Executive Summary
In Shiralian v. Wyldewood Creek Inc., 2026 ONCA 163, the Court of Appeal for Ontario reaffirmed the enforceability of carefully drafted limitation of liability clauses in pre-construction real estate agreements. The Court upheld a clause limiting the purchasers’ remedies to the return of their deposits plus applicable interest, even though the developer terminated the agreement after deadlines set out in the Tarion Addendum. The decision stands as a strong endorsement of the freedom of contract, particularly where purchasers are sophisticated parties represented by legal counsel and had the opportunity to negotiate the agreement.
Background
Three purchasers, acting as a partnership investment group, entered into an Agreement of Purchase and Sale (APS) for a pre-construction residential condominium unit in Collingwood, Ontario.
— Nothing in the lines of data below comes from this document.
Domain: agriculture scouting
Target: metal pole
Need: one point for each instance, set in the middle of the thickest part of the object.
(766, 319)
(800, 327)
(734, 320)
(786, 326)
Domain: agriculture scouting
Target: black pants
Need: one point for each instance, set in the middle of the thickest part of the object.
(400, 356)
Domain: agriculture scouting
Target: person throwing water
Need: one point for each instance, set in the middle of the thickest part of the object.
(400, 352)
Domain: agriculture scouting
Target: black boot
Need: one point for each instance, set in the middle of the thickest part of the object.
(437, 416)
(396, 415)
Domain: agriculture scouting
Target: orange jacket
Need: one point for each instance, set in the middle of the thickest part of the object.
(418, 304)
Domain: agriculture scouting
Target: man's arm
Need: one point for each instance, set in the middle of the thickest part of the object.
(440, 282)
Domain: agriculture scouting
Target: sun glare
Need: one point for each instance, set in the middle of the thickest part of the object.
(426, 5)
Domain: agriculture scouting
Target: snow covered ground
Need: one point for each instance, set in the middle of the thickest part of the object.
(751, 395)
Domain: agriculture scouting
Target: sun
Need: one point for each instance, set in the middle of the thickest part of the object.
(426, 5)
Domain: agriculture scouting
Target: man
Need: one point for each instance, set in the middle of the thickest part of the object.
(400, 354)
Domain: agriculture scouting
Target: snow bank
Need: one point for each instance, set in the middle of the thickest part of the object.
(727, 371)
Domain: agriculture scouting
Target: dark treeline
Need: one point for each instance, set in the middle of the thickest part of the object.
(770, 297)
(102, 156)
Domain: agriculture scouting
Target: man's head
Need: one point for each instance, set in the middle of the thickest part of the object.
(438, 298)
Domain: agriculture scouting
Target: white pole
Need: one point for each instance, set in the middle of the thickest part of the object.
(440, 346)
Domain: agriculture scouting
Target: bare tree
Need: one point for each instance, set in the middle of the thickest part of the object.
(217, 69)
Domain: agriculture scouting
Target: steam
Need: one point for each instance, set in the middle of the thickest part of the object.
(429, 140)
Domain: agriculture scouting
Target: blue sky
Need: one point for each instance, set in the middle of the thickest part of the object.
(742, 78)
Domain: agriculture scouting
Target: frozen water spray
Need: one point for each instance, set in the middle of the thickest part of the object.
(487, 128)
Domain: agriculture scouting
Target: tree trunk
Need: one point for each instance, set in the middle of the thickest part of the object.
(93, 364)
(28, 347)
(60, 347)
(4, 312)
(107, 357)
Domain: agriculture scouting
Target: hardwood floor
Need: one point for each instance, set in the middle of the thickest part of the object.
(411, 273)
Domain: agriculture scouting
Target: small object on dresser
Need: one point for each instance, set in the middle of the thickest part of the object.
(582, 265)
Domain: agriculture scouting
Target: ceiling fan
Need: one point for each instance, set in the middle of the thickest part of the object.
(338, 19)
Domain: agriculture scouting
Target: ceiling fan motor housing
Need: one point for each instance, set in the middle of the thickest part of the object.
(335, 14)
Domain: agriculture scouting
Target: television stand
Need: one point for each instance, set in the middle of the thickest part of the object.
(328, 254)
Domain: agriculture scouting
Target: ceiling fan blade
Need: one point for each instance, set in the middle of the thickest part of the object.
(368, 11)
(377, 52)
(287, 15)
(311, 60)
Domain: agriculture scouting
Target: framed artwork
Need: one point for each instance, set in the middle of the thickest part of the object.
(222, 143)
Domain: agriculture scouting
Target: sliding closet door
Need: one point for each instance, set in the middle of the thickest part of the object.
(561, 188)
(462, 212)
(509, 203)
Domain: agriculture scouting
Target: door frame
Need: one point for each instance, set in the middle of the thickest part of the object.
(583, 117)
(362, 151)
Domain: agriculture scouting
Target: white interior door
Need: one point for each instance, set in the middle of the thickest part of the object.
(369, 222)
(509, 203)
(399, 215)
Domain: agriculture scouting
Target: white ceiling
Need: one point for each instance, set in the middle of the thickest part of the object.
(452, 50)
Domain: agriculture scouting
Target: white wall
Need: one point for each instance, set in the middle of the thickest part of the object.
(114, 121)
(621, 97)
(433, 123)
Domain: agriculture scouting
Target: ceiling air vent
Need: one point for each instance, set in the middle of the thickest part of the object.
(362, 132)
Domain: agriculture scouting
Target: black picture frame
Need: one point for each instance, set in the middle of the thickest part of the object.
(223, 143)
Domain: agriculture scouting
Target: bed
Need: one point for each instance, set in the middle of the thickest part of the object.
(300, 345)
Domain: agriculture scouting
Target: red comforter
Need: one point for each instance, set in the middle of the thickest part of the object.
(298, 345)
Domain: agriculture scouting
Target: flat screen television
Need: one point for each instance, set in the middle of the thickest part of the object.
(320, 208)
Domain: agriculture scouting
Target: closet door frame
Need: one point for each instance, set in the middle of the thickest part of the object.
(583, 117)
The APS incorporated the mandatory Tarion Addendum, which establishes prescribed timelines by which a developer must either complete construction or validly terminate the transaction. The developer terminated the APS after those deadlines had passed. The purchasers therefore sought damages beyond repayment of their deposits, including alleged lost market appreciation and expectation damages.
Standing against that claim was section 8.07 of Appendix A to the APS, which limited all rights, remedies, and recourse arising from developer default to the return of deposits paid, subject to the interest provisions elsewhere in the APS and Tarion Addendum.
Procedural History
The application judge enforced the limitation of liability clause and held that the purchasers were entitled only to the return of deposits paid and applicable interest. The purchasers appealed.
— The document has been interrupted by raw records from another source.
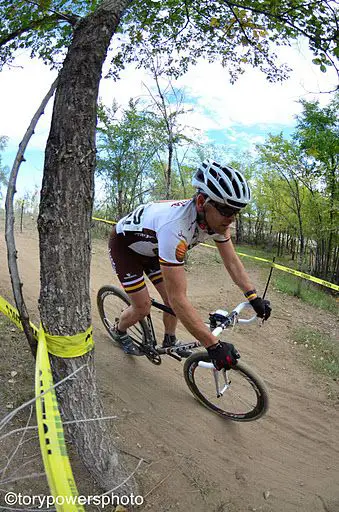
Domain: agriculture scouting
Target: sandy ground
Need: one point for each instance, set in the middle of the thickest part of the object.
(194, 460)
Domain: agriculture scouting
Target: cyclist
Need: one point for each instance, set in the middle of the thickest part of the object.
(154, 239)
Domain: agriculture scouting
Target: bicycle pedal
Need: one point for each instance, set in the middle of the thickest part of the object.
(175, 355)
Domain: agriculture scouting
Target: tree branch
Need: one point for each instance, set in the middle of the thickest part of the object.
(9, 229)
(33, 25)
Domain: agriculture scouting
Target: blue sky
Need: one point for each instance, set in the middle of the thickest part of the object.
(238, 115)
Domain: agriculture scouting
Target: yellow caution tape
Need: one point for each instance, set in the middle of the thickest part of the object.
(287, 269)
(7, 309)
(51, 435)
(61, 346)
(104, 220)
(70, 346)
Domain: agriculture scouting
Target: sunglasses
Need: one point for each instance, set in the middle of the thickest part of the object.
(225, 211)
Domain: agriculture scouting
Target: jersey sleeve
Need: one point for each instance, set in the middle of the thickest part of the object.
(172, 244)
(220, 239)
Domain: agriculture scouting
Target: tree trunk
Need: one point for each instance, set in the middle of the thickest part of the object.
(64, 230)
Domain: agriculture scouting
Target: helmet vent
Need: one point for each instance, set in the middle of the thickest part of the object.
(213, 188)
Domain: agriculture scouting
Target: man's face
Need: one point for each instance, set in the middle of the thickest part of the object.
(218, 217)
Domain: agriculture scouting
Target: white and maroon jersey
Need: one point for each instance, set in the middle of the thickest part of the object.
(165, 229)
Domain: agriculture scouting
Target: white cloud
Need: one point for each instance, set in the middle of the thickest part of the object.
(251, 102)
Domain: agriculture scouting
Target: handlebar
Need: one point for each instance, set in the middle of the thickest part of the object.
(226, 319)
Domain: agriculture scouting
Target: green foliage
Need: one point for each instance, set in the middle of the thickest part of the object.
(306, 291)
(125, 152)
(321, 350)
(236, 34)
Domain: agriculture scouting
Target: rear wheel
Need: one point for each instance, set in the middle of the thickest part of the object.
(244, 396)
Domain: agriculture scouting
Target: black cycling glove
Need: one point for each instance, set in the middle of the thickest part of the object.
(261, 307)
(223, 355)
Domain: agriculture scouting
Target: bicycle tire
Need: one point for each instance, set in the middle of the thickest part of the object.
(111, 302)
(246, 383)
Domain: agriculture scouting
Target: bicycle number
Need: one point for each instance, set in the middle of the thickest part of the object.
(133, 220)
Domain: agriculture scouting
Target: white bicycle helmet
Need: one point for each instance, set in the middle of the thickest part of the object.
(222, 184)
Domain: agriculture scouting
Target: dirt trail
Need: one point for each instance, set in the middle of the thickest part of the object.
(195, 461)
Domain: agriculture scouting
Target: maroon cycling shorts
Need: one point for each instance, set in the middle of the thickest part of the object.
(131, 266)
The Court of Appeal unanimously dismissed the appeal.
Legal Framework: The Tercon Test
The Court applied the three-part framework for exclusion clauses from established in Tercon Contractors Ltd. v. British Columbia, 2010 SCC 4:
- Does the clause, properly interpreted, apply to the circumstances?
- Was the clause unconscionable at the time of contracting?
- Should the clause be unenforceable on overriding public policy grounds?
The Court answered:
- Yes to applicability;
- No to unconscionability; and
- No to public policy concerns.
Why the Clause Was Enforced
- Purchasers Were Sophisticated and Represented by Counsel
The Court emphasized that this was not a vulnerable consumer transaction. The purchasers were experienced, purchased as investors, and negotiated amendments through legal counsel.
Under those circumstances, the developer had no special obligation to specifically highlight the limitation clause. Parties represented by counsel are expected to review and understand the agreements they sign.
- Interest Was Included
The purchasers argued that the clause was unfair because it did not provide for interest on deposits.
The Court rejected that submission, interpreting the APS as a whole. Other provisions of the APS and Tarion Addendum expressly required interest, and those provisions operated alongside the limitation clause.
- Tarion Deadlines Do Not Mandate Additional Damages
The purchasers argued that enforcing the clause would undermine the consumer protection purpose of the Tarion regime. The Court disagreed.
The Court found that the Tarion Addendum prescribes deadlines and disclosure obligations, but does not prohibit parties from contractually allocating damages consequences if those deadlines are breached.
- Freedom of Contract Prevails
The Court reiterated that parties are generally free to allocate commercial risk as they see fit. A poor economic outcome for one side does not justify judicial rewriting of a negotiated contract.
Key Takeaways for Transactional Lawyers
For Developers and Builder-Vendors
- Properly Drafted Limitation Clauses Can Be Enforced
Where clearly written and integrated into the APS, limitation clauses may cap liability even in breach scenarios.
- Legal Representation Strengthens Enforceability
Where purchasers are represented by counsel, arguments based on unfair surprise become substantially weaker.
- Maintain Internal Consistency
Ensure limitation clauses are harmonized with deposit refund, interest, Tarion, and default provisions elsewhere in the APS.
For Purchasers and Purchaser Counsel
- These Clauses Have Real Consequences
A deposit-return remedy may eliminate claims for market appreciation losses, carrying costs, financing losses or consequential damages.
- Negotiate Carve-Outs Where Possible
Consider exceptions for bad faith conduct, intentional breach, fraud, misrepresentation or failure to comply with mandatory statutory obligations.
- Read Schedules and Appendices Carefully
Important risk-allocation clauses are often located outside the main body of the APS.
Practical Drafting Recommendations
- Use plain and prominent language for liability caps;
- Cross-reference interest and refund provisions;
- Require acknowledgements of legal advice;
- Preserve statutory minimum rights;
- Consider tailored remedies rather than blanket exclusions.
Conclusion
Shiralian v. Wyldewood Creek Inc. confirms that Ontario courts will generally enforce negotiated limitation of liability clauses between sophisticated parties.
For transactional counsel, the lesson is clear: when the contract clearly allocates risk, courts are reluctant to disturb the bargain after the market changes.